Oscilloscope Input Impedance | Things You Need to Know

The input impedance of an oscilloscope is often referred to as a complex quantity. It is represented by a resistor connected parallel with a capacitor between the scope input terminal and the ground terminal. So, we can say that the total impedance is dependent on frequency.

An ideal oscilloscope should have an infinite amount of input impedance. This assures the complete avoidance of the unintentional loading of the system. Adding a load to a signal alters the system measurement.

How to Solve Oscilloscope Input Impedance Problem?

The input impedance of an oscilloscope remains constant due to having both resistive and capacitive components. Thus it can disrupt the performances of the measured circuits and causes limitations in the high-frequency performances of oscilloscopes. 

To solve this problem, we use a scope probe. This is an attenuator that is consisted of two impedances in a series. Once it is connected between the point of measurement in a circuit and the scope input, the other is attached to the ground. The scope probe balances the capacitances and makes the impedance independent from the frequency.

Why Oscilloscope Having a High Input Impedance?

An oscilloscope has high input impedance so that a negligible amount of current is being drawn from the tested circuit. If otherwise, more current would flow through the probes and oscilloscope, than through the circuit itself.

At lower frequencies, the input impedance of the oscilloscope is kept high to not let the circuit be distorted.

A lower input impedance would appear as a load to the tested circuit. It would affect the signal level as we touch the scope probe for the test point. That’s why a probe head must have a very large input resistance and a very small capacitance.

Can an Oscilloscope Measure Impedance?

Yes, an oscilloscope can measure impedance. To measure an impedance Ẑ one should know the complex amplitude Û which is the voltage across the impedance for a given complex amplitude Î of the current through the impedance. 

However one is only able to measure voltages by the oscilloscope. This problem can be dealt with since it is possible to measure two voltages concurrently relative to a common ground. The unknown impedance is placed in series with a known auxiliary resistor R (or more generally: a known impedance) as shown in the figure.

The voltage Û across the combination of the two components as well as the voltage V across the resistor only is measured on channel 1 and channel 2 of the oscilloscope respectively. It is the same current Î that flows through the unknown impedance and the resistor.

Hence, as V=ÎR

Thus, Û = (R + Ẑ) *Î

Assume, A^ is the complex ratio between the voltages we have,

Â=V/ Û = R /(R + Ẑ).

From the equation, we can derive,

Ẑ = {(1/Â) – 1}*R.

When Would You Use a 50-Ohm Oscilloscope?

The reason why we use a 50 Ohm oscilloscope is to reduce the reflections from the connected source. Here, we use a 50 Ohm characteristic impedance cable, such as an RG58 or RG174 cable. 
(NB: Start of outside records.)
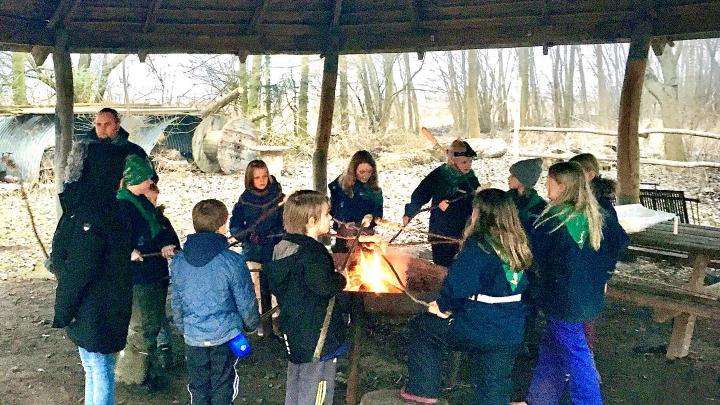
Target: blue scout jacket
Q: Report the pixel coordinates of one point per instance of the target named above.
(445, 183)
(352, 209)
(572, 279)
(258, 245)
(213, 298)
(478, 270)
In a 50 Ohm cable, the signal will see a 50 Ohm instantaneous impedance as it is generated to the scope. After entering the scope, by keeping the instantaneous impedance is constant, there will be no reflection, and we would see the actual voltage launched into the cable by the source. 

Frequently Asked Questions

How do you achieve impedance matching?

Impedance matching is arranging the source and load impedances to minimize signal reflection or maximize power transfer. In DC circuits, the impedances of the source and load should be equal to each other. In AC circuits, the source should either equal the load or the complex conjugate of the load, depending on the goal.

Impedance matching is obtained through two techniques. One is called conjugate matching and the other one is regarded as reflection-less matching.

How do you achieve maximum signal power transfer?

Maximum power transfer is obtained when the output impedance of the source is equal to the complex conjugate of the input impedance of the load (Z_S=R_L-JX_L). This is called conjugate matching. Minimal signal reflection is achieved when the source impedance is equal to the load impedance (Z_S=R_L+JX_L), which is called reflection-less matching.

Conclusion

A probe is chosen whose input resistance and capacitance match with the input resistance and capacitance of the provided scope. As it is desired for the probe to have the least influence on the circuit that is being measured—this is referred to as the loading effect. Resistance and capacitance matching is critical for guaranteeing proper signal transfer and signal accuracy.

Most modern scopes have either 50 Ω or 1 MΩ input resistance. Generally, a 1 MΩ input is commonly used. A 50 Ω input resistance is used for high-speed signals (microwaves), propagation delays in logic circuits, and circuit-board impedance testing.